Manager, IT Security Analyst

Role Summary

Role: Manager, IT Security Analyst. This role, reporting to the Senior Director of IT and Facilities, serves as the primary operational lead for cybersecurity, vendor risk, and data privacy programs at Kura. It strengthens the company’s security posture, supports regulatory and audit requirements, and drives continuous improvement of detection, response, and risk management in a highly regulated life sciences environment.

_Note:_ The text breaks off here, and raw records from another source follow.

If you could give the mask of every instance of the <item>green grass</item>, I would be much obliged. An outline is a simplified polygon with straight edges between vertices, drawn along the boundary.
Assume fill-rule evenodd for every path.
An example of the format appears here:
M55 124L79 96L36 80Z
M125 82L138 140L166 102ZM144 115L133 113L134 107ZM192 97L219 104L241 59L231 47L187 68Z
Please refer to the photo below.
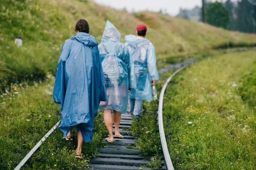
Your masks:
M137 24L147 24L148 26L147 37L155 46L159 67L182 61L185 59L184 55L188 53L220 48L225 44L228 44L227 47L247 46L256 43L255 38L244 34L154 13L146 12L143 16L131 14L85 0L23 1L0 1L0 121L2 123L0 126L0 169L13 169L60 118L59 106L53 103L51 95L53 84L51 75L55 74L63 42L75 34L73 28L81 18L88 20L90 34L99 42L107 19L119 29L123 42L125 35L134 34L134 28ZM160 26L154 26L153 23L155 23ZM23 38L23 45L19 48L14 44L17 36ZM198 58L207 55L201 52L196 53L195 57ZM230 55L227 56L230 58ZM240 60L239 63L241 64L244 61ZM247 63L248 66L252 64ZM233 66L233 70L237 71L236 68L239 66ZM241 71L236 75L238 78L241 78L237 80L239 88L237 94L241 94L244 100L246 108L247 104L250 106L250 108L253 108L254 106L255 90L252 84L255 84L255 81L252 81L250 78L254 78L255 75L255 71L252 70L248 72ZM166 77L163 75L162 79ZM209 78L209 75L205 75L204 78ZM180 88L183 87L182 85L179 84ZM157 87L159 89L161 83ZM180 89L175 89L177 91L169 91L175 95L180 93ZM169 97L165 98L166 101L172 101L174 99L170 97L173 94L168 95ZM229 105L229 100L225 101L227 104L223 105L224 107L221 105L223 108L220 107L220 110L226 110L226 107ZM178 105L179 101L176 102L175 104ZM145 103L143 108L145 110L155 110L156 104L155 102ZM239 106L241 107L242 104ZM175 110L183 112L184 108L184 106L179 105ZM254 112L253 109L250 112L252 114ZM247 114L249 112L247 112L248 109L244 111ZM156 115L144 114L145 116L141 120L141 124L133 125L134 130L140 128L138 132L141 136L139 141L140 144L136 147L140 147L144 154L155 155L156 158L161 153L160 138L156 137L159 136L155 127ZM253 117L250 117L252 121ZM23 169L77 168L86 165L87 161L84 161L97 154L96 148L102 146L102 137L106 135L102 122L102 118L96 118L93 142L83 146L83 150L87 151L83 162L73 158L74 153L72 150L76 147L76 142L67 143L62 140L63 134L58 130L35 153ZM145 129L142 130L145 127L150 129L150 133L145 133ZM172 127L169 128L170 132L173 132ZM171 136L172 133L170 133ZM241 137L241 138L243 138ZM142 146L143 144L145 146ZM187 162L186 158L177 162ZM159 165L157 162L153 161L152 167Z
M166 91L163 114L175 169L256 168L256 63L253 52L219 55L174 78ZM171 74L161 76L159 92ZM146 110L155 107L145 104ZM143 115L142 126L152 116ZM144 147L145 153L151 149Z
M8 93L0 96L0 170L12 170L60 119L60 106L52 100L54 78L33 86L12 85ZM93 141L82 147L84 158L75 159L77 134L74 140L62 139L55 130L29 160L23 169L61 169L84 167L98 149L107 131L102 117L95 121Z
M0 6L1 93L11 83L43 80L49 72L54 75L62 44L75 34L73 28L81 18L88 20L90 33L99 42L107 19L119 31L123 42L125 35L134 34L137 25L145 23L159 59L224 46L256 44L255 38L244 34L160 14L129 14L90 1L3 0ZM21 47L14 43L17 36L23 38Z

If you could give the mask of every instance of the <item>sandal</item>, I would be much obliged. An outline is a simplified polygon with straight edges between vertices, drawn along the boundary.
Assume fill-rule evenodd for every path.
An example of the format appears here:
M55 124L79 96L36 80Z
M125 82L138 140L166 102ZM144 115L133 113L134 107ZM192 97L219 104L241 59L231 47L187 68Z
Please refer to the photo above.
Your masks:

The ideal candidate has deep experience in regulated life sciences, strong leadership and cross-functional collaboration skills, and a hands-on, roll-up-your-sleeves approach to security and risk management.

Responsibilities

• Enhance and mature Kura’s cybersecurity program, strengthening systems, processes, and controls to meet evolving regulatory and data privacy requirements.
• Own and administer the third party risk management and data privacy platform, including configuration, assessments, remediation tracking, reporting, and continuous improvement in partnership with Legal, Compliance, Procurement, and Quality.
• Coordinate vendor security assessments and track remediation activities to reduce third party risk exposure.
• Serve as the operational owner for the managed security services provider and related security monitoring platforms, ensuring effective alert triage, incident response coordination, use case tuning, and reporting.
• Lead and support security incident response activities, including investigation, containment, remediation, and documentation.
• Oversee vulnerability management activities, including vulnerability scanning, reporting, and remediation coordination across endpoints, infrastructure, and applications.
• Partner with internal teams and external providers to conduct security assessments, penetration testing, disaster recovery exercises, and tabletop simulations.
• Oversee and continuously improve the cybersecurity awareness and training program to strengthen the organization’s security culture.
• Research, evaluate, recommend, and implement appropriate security tools and technologies aligned with organizational risk priorities and direction from the Director of IT.
• Support patch management oversight by validating that security updates are applied in accordance with defined standards and timelines.
• Monitor configuration standards and security controls to maintain appropriate risk levels across endpoints, identity platforms, and infrastructure.
• Serve as the primary operational owner for IT security audit readiness, including evidence collection, documentation, and control validation in support of internal and external audits.
• Provide risk based recommendations to IT leadership regarding security strategy, roadmap initiatives, and remediation priorities.
• Stay current on emerging cybersecurity threats, regulatory expectations, and industry best practices relevant to life sciences and regulated environments.
• Champion information security, privacy, and risk awareness across the organization.

Qualifications

• Required: 7+ years of progressive experience in information security, cybersecurity operations, or risk management.
• Preferred: 3+ years of experience supporting security programs in a regulated environment such as pharmaceutical, biotechnology, medical device, or similar industries.
• Demonstrated experience operating third party risk management and data privacy platforms, including vendor assessments and remediation tracking.
• Strong understanding of cybersecurity frameworks and regulatory standards including NIST CSF, ISO 27001, SOC 2, SOX IT controls, and 21 CFR Part 11.
• Experience supporting internal and external audits and regulatory inspections.
• Ability to assess technical risk and translate regulatory requirements into practical security controls and processes.
• Strong analytical and investigative skills with the ability to prioritize risks and recommend business aligned solutions.
• Excellent written and verbal communication skills, including the ability to communicate risk concepts to technical and non-technical stakeholders.
• High level of discretion, integrity, and ability to handle confidential and sensitive information.
• Preferred: Relevant certifications such as CISSP, CISM, CRISC, Security+, or similar are preferred.

Skills

• Hands-on experience with security monitoring and detection technologies such as SIEM, EDR, MDR, MSSP, vulnerability management tools, and endpoint security platforms.
• Research, evaluate, and implement appropriate security tools and technologies aligned with organizational risk priorities and direction from the Director of IT.
• Support patch management oversight by validating that security updates are applied in accordance with defined standards and timelines.
• Monitor configuration standards and security controls to maintain appropriate risk levels across endpoints, identity platforms, and infrastructure.
• Stay current on emerging cybersecurity threats, regulatory expectations, and industry best practices relevant to life sciences and regulated environments.
• Champion information security, privacy, and risk awareness across the organization.

Education

• Bachelor’s degree in Information Technology, Computer Science, Information Security, or related field, or equivalent practical experience.